Data Streaming with Kafka and Flink on AWS – Part 2

8 min read

Dec 15, 2022 12:00:00 AM

Apache Kafka and Apache Flink are popular platforms for data streaming applications. However, provisioning and managing your own clusters can be challenging and incur operational overhead. Amazon Web Services (AWS) provides a fully managed, highly available version of these platforms that integrate natively with other AWS services. In this blog post we will explore the capabilities and limitations of AWS’s offering by deploying a simple data streaming application.

This is part 2 of the blog post. This time we will cover the deployment of an Apache Flink streaming application that reads simulated book purchase events from an Apache Kafka cluster and computes bookstore sales per minute. Please take a look at part 1 to get more information about the setup of the Apache Kafka cluster and the Apache Kafka Connect connector that generates the simulated book purchase events.

Apache Flink on AWS

The managed Apache Flink service is called Amazon Kinesis Data Analytics or “Amazon KDA” for short. It was first introduced in November 2018. These are some of its main features:

Fully managed and scalable

You can run your Apache Flink applications continuously without managing servers. To begin with, you author your applications locally. When you are ready to run on the cloud, you don’t need to make any changes to the code. You only need to specify the application parameters through runtime properties and the desired level of parallelism. Amazon KDA will automatically scale up or down to match the throughput of your incoming data..

AWS service integrations

You can set up and integrate a data source or destination with minimal code. The Amazon KDA libraries allow you to easily integrate with S3, Amazon MSK, Amazon DynamoDB, Amazon Kinesis Data Streams, Amazon Kinesis Data Firehose, Amazon CloudWatch, and AWS Glue Schema Registry.

Pay-per-use pricing

You pay only for what you use. In other words, you are charged an hourly rate based on the number of Amazon Kinesis Processing Units (or KPUs) used to run your application. There are no upfront costs.

Use Cases

You can use Amazon KDA for many data streaming use cases, however the four most common ones are:

Streaming ETL

Clean, enrich, organize, and transform raw data prior to loading your data lake or data warehouse in real-time.
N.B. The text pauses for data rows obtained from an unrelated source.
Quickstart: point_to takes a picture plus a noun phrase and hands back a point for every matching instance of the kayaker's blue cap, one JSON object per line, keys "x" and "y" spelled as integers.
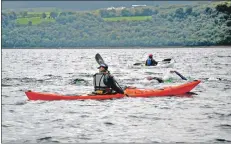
{"x": 103, "y": 65}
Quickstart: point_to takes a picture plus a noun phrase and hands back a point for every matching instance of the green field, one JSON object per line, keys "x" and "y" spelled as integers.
{"x": 34, "y": 20}
{"x": 133, "y": 18}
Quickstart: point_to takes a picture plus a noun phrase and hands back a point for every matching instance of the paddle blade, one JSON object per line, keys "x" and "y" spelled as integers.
{"x": 169, "y": 59}
{"x": 137, "y": 63}
{"x": 99, "y": 59}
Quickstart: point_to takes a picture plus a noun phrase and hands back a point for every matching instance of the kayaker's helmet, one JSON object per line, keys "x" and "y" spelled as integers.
{"x": 104, "y": 66}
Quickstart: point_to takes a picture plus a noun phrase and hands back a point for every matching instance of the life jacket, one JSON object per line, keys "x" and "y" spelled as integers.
{"x": 149, "y": 61}
{"x": 99, "y": 85}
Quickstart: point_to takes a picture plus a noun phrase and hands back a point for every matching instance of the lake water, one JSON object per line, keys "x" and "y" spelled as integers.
{"x": 205, "y": 117}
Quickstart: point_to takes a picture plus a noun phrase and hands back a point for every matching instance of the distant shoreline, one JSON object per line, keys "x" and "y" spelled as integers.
{"x": 136, "y": 47}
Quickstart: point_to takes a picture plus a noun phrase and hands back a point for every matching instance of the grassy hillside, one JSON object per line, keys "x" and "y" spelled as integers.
{"x": 202, "y": 24}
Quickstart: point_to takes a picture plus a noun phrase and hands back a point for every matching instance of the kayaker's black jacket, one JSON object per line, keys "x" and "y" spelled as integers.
{"x": 106, "y": 83}
{"x": 153, "y": 62}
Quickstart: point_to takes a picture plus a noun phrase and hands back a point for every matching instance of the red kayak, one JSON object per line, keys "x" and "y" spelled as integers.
{"x": 130, "y": 92}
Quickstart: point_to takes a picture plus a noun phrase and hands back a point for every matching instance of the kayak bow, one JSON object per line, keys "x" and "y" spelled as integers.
{"x": 130, "y": 92}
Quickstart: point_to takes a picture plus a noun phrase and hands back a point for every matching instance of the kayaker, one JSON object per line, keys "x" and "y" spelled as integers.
{"x": 104, "y": 82}
{"x": 150, "y": 61}
{"x": 168, "y": 77}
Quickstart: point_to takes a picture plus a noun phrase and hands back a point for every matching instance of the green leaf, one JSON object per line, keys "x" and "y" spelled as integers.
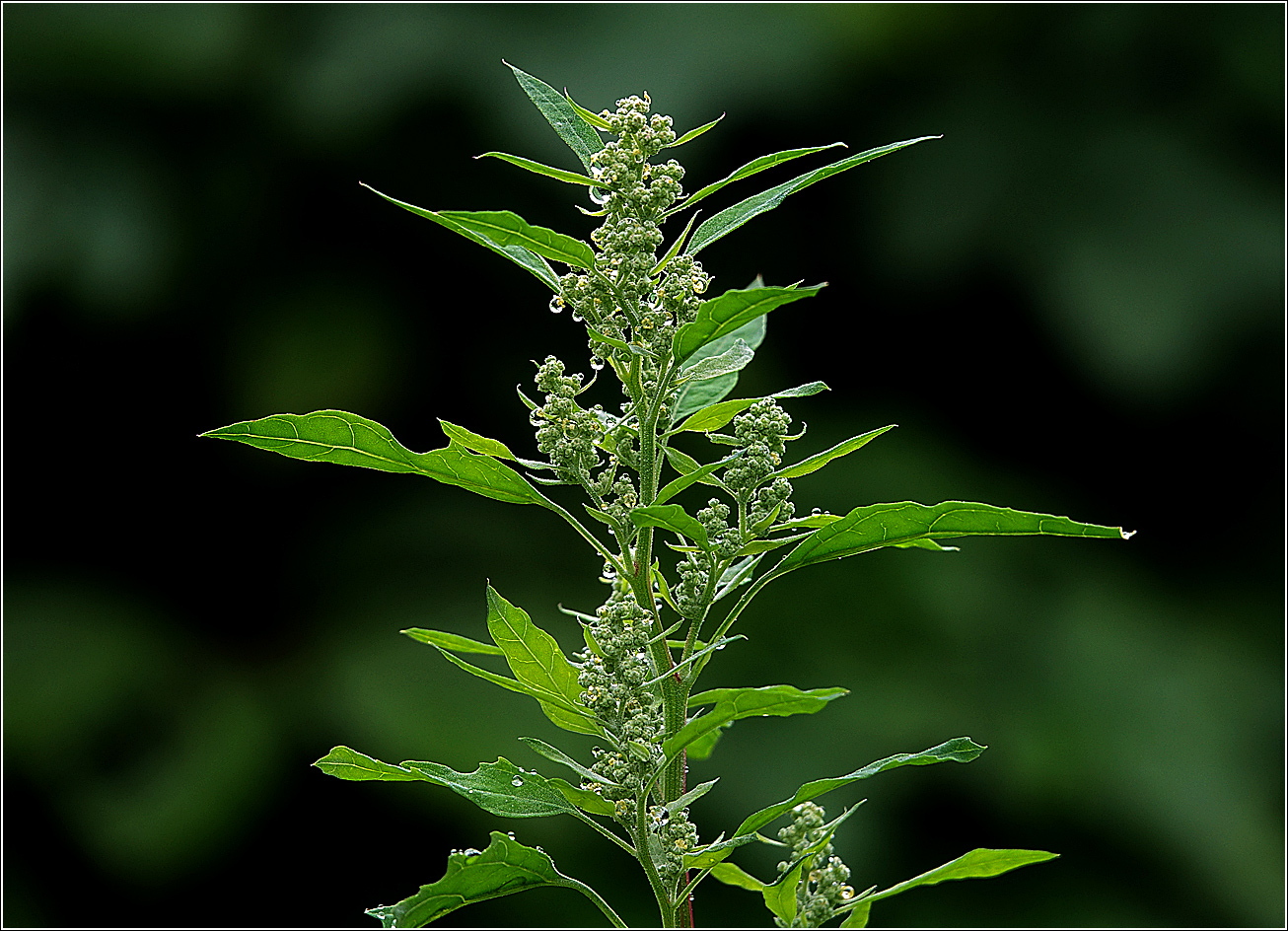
{"x": 537, "y": 168}
{"x": 729, "y": 219}
{"x": 593, "y": 118}
{"x": 348, "y": 439}
{"x": 694, "y": 133}
{"x": 732, "y": 704}
{"x": 980, "y": 863}
{"x": 673, "y": 518}
{"x": 679, "y": 484}
{"x": 506, "y": 228}
{"x": 693, "y": 395}
{"x": 519, "y": 255}
{"x": 451, "y": 641}
{"x": 499, "y": 788}
{"x": 504, "y": 868}
{"x": 818, "y": 460}
{"x": 475, "y": 442}
{"x": 732, "y": 359}
{"x": 752, "y": 168}
{"x": 733, "y": 875}
{"x": 959, "y": 750}
{"x": 715, "y": 416}
{"x": 536, "y": 660}
{"x": 732, "y": 310}
{"x": 876, "y": 526}
{"x": 556, "y": 754}
{"x": 349, "y": 763}
{"x": 559, "y": 113}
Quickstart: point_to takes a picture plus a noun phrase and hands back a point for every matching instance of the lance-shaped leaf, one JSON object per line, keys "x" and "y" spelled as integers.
{"x": 959, "y": 750}
{"x": 475, "y": 442}
{"x": 732, "y": 704}
{"x": 516, "y": 252}
{"x": 722, "y": 316}
{"x": 695, "y": 394}
{"x": 979, "y": 863}
{"x": 673, "y": 518}
{"x": 753, "y": 167}
{"x": 558, "y": 708}
{"x": 537, "y": 168}
{"x": 536, "y": 660}
{"x": 679, "y": 484}
{"x": 694, "y": 133}
{"x": 729, "y": 219}
{"x": 451, "y": 641}
{"x": 715, "y": 416}
{"x": 820, "y": 460}
{"x": 504, "y": 868}
{"x": 499, "y": 788}
{"x": 506, "y": 230}
{"x": 559, "y": 113}
{"x": 732, "y": 359}
{"x": 348, "y": 439}
{"x": 876, "y": 526}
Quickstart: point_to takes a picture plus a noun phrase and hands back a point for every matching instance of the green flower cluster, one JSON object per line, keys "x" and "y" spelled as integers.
{"x": 565, "y": 433}
{"x": 760, "y": 433}
{"x": 823, "y": 886}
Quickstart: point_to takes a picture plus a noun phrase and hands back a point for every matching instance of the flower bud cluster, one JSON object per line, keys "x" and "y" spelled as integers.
{"x": 823, "y": 885}
{"x": 613, "y": 687}
{"x": 565, "y": 433}
{"x": 760, "y": 432}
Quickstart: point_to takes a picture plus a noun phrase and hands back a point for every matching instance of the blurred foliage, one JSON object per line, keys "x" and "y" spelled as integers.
{"x": 1090, "y": 259}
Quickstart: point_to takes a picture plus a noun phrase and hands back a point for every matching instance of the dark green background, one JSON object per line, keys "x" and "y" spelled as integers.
{"x": 1072, "y": 303}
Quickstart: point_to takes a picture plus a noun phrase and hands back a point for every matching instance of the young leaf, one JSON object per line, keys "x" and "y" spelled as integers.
{"x": 980, "y": 863}
{"x": 349, "y": 763}
{"x": 694, "y": 133}
{"x": 518, "y": 253}
{"x": 876, "y": 526}
{"x": 673, "y": 518}
{"x": 959, "y": 750}
{"x": 729, "y": 219}
{"x": 732, "y": 359}
{"x": 728, "y": 312}
{"x": 534, "y": 656}
{"x": 820, "y": 460}
{"x": 499, "y": 788}
{"x": 451, "y": 641}
{"x": 715, "y": 416}
{"x": 559, "y": 113}
{"x": 475, "y": 442}
{"x": 732, "y": 704}
{"x": 504, "y": 868}
{"x": 348, "y": 439}
{"x": 593, "y": 118}
{"x": 679, "y": 484}
{"x": 537, "y": 168}
{"x": 752, "y": 168}
{"x": 693, "y": 395}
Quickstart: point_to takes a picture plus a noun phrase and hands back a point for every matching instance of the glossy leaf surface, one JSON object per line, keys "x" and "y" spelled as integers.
{"x": 559, "y": 113}
{"x": 979, "y": 863}
{"x": 348, "y": 439}
{"x": 471, "y": 876}
{"x": 820, "y": 460}
{"x": 733, "y": 704}
{"x": 722, "y": 316}
{"x": 876, "y": 526}
{"x": 518, "y": 253}
{"x": 729, "y": 219}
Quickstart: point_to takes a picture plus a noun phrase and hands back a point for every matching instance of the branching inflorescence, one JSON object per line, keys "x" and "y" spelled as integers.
{"x": 675, "y": 354}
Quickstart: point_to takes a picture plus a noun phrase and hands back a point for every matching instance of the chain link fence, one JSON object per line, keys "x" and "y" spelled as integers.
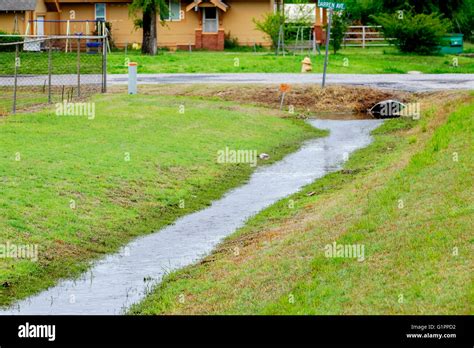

Continuous metric generation

Aggregate streaming data into critical information to serve your applications and users in real-time. The demo app in this blog post falls into this category.

Responsive real-time analytics

Send real-time alarms when certain metrics reach predefined thresholds, or when your application detects anomalies using machine learning algorithms.

Interactive analytics of data streams

Explore streaming data in real time with ad hoc queries to inspect how data looks like within those streams.

You can find more details about the features and capabilities of Amazon KDA in the documentation.

Streaming App

The overall architecture of the demo and the structure of the simulated book purchase events is described in part 1, so here we will describe only the structure and functionality of the streaming app “kda-demo-app”. The application uses Apache Flink’s DataStream API v1.13 to read simulated book purchase events from the “purchase” topic and aggregate the data by bookstore using a tumbling window of 60 seconds. In other words, the application will aggregate the events received each minute and emit the result at the end of each minute (no overlapping, as would happen with sliding windows). Before writing the results to the “sales” topic, the application enriches the aggregated data. It looks up the bookstore details associated with the purchase event from the “bookstore” topic.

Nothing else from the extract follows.